We adopted a retrospective cohort study design for this study. The Hospital Authority of Hong Kong, which is the sole provider of public inpatient services and a major provider of public outpatient services, provided strictly anonymized and de-identified electronic health records for data analysis. As all legal residents of Hong Kong are eligible for receiving services from the public sector, the database essentially covers the entire population and all territories of Hong Kong. The electronic health records were extracted from the Clinical Management System in which clinicians input routine patient attendance, diagnosis, and medication records daily, linked by a unique person identity number. Diagnoses are coded based on the International Classification of Diseases, Ninth Revision, Clinical Modifications (ICD-9-CM), while medications are coded with British National Formulary codes as well as generic names, with dosage and duration information also available. Nearly 100% of the drugs prescribed by clinicians in the public healthcare sector in Hong Kong are dispensed in the same facilities, with highly accurate records. Timestamps are available for every record entry, facilitating the delineation of the temporality of records and events. Many pharmacoepidemiologic research studies have already been published using this database [1417], with the accuracy of diagnostic codes well established [18].

Participants

We included anonymized patients aged 18 years or older with a diagnosis of schizophrenia (ICD-9-CM code 295) and a record of using clozapine or olanzapine for a duration of 90 days or more in January 2001 to August 2022. The first prescription of clozapine or olanzapine date was designated as the index date. Patients who (i) did not use at least 2 other antipsychotics before the index date; (ii) those who ever used both clozapine and olanzapine in their prescription history; and (iii) those who had a prior record of any cancers (including HM) before the index date were excluded. Records dating back to the year 1999 were used to execute these exclusion criteria. Patients were followed from the index date (i.e., 90 days or more clozapine or olanzapine use) until (i) the diagnosis of HM; (ii) death; (iii) 5 years after the cessation of olanzapine or clozapine use; or (iv) end of data availability (i.e., August 31, 2022), whichever came earliest.

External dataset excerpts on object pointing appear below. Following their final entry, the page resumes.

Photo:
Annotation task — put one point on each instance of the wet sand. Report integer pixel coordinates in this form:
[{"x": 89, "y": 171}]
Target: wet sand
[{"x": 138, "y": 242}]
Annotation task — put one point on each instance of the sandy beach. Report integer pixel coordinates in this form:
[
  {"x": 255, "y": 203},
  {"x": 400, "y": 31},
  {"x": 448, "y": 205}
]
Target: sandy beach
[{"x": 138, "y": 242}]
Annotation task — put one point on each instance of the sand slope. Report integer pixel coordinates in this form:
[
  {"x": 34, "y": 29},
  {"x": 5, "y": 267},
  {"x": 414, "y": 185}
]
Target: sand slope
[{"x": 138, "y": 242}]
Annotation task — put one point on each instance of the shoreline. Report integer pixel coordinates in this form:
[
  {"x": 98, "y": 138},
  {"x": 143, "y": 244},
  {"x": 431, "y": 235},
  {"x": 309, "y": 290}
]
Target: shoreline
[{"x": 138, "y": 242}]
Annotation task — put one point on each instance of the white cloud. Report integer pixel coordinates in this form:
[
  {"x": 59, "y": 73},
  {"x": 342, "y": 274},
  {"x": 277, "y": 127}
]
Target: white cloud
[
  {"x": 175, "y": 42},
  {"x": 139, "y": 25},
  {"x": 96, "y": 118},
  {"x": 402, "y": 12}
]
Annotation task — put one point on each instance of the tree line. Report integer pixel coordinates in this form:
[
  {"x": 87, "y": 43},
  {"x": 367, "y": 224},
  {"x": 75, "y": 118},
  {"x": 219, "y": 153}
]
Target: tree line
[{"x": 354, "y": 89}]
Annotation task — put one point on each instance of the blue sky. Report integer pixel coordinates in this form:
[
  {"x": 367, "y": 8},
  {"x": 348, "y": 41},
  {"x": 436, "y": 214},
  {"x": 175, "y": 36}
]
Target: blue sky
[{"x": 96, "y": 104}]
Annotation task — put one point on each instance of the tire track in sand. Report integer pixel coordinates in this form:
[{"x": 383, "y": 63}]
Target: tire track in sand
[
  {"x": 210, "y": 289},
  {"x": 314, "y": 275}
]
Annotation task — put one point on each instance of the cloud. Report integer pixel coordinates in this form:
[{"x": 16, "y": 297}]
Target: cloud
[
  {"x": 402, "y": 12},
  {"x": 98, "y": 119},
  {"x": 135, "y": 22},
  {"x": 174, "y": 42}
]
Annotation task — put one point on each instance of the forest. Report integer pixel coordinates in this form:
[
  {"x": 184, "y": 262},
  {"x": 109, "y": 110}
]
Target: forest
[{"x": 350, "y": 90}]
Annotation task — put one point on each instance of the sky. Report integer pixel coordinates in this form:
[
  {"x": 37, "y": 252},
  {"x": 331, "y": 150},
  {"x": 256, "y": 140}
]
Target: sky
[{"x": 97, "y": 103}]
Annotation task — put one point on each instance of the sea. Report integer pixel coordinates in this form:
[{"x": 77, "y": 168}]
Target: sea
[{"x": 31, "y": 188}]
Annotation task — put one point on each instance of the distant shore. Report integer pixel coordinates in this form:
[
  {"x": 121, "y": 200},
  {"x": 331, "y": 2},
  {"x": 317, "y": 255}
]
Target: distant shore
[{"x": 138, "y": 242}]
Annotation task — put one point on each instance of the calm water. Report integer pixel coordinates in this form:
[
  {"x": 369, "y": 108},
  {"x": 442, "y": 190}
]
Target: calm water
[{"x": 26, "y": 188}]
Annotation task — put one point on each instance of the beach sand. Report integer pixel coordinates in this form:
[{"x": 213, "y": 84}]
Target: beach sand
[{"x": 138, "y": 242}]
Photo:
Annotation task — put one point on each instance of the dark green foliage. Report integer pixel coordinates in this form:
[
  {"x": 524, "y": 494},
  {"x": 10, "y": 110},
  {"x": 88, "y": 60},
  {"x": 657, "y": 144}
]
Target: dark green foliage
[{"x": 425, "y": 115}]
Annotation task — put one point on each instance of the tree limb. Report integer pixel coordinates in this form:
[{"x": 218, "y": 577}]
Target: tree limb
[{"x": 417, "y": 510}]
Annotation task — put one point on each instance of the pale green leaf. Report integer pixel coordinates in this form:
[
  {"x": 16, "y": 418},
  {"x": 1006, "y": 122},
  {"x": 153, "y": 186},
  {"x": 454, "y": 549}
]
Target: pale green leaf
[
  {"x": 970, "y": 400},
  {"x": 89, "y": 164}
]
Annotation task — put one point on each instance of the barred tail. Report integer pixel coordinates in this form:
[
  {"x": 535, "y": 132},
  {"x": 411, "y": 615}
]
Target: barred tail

Ethics approval for this study was obtained from the Institutional Review Board of the University of Hong Kong/Hospital Authority Hong Kong West Cluster (HKU/HA HKW IRB, reference number: UW 20–113). Informed consent was waived as a requirement for ethics approval because the data were all anonymized.

Outcomes

Any HM diagnosis (ICD-9-CM codes 200–209, 238.4, 238.5, 238.6, 238.7, detail in S1 Table) as a composite measure was adopted as the outcome of this study.

Exposure and comparator

Clozapine and olanzapine were identified by their generic names in the electronic health records. We did not consider a 7-day, or a shorter, gap between repeated prescriptions of antipsychotics as a discontinuation given a half-life of olanzapine ranging from 21 to 54 h [19]. Clozapine was the primary exposure in this study while olanzapine was the comparator.

Statistical analysis

To test our hypothesis, Poisson regression was used to estimate the incidence rate ratio (IRR) with 95% confidence intervals (CI) of HM between clozapine and olanzapine users, with an offset term to account for varying follow-up times for each patient. The inverse probability of treatment weighting (IPTW), using a propensity score, was applied to balance the characteristics between the clozapine and olanzapine users. The score was estimated by the logistics regression, considering covariates including age, sex, previous use of categories of antipsychotics according to their chemical structure (phenothiazines, thioxanthene derivatives, diphenylbutylpiperidine derivatives, butyrophenone derivatives, benzamides, indole derivatives, diazepines, oxazepines, thiazepines and oxepines, and other antipsychotics), prior mental disorder diagnoses (depression, bipolar disorder, and dementia), number of antipsychotic used in the past year, and immunological disease history (autoimmune disease and acquired immune deficiencies) which have been proven to associate with the HM also used as covariates [20,21]. S1 Table shows the ICD-9-CM codes and generic drug names used to ascertain the covariates. The standardized mean difference (SMD) was used to identify potential imbalances between clozapine and olanzapine users. Covariates with an SMD greater than 0.1 after IPTW were further adjusted in the regression model. In addition to IRRs, weighted absolute rate differences were also estimated between the 2 groups.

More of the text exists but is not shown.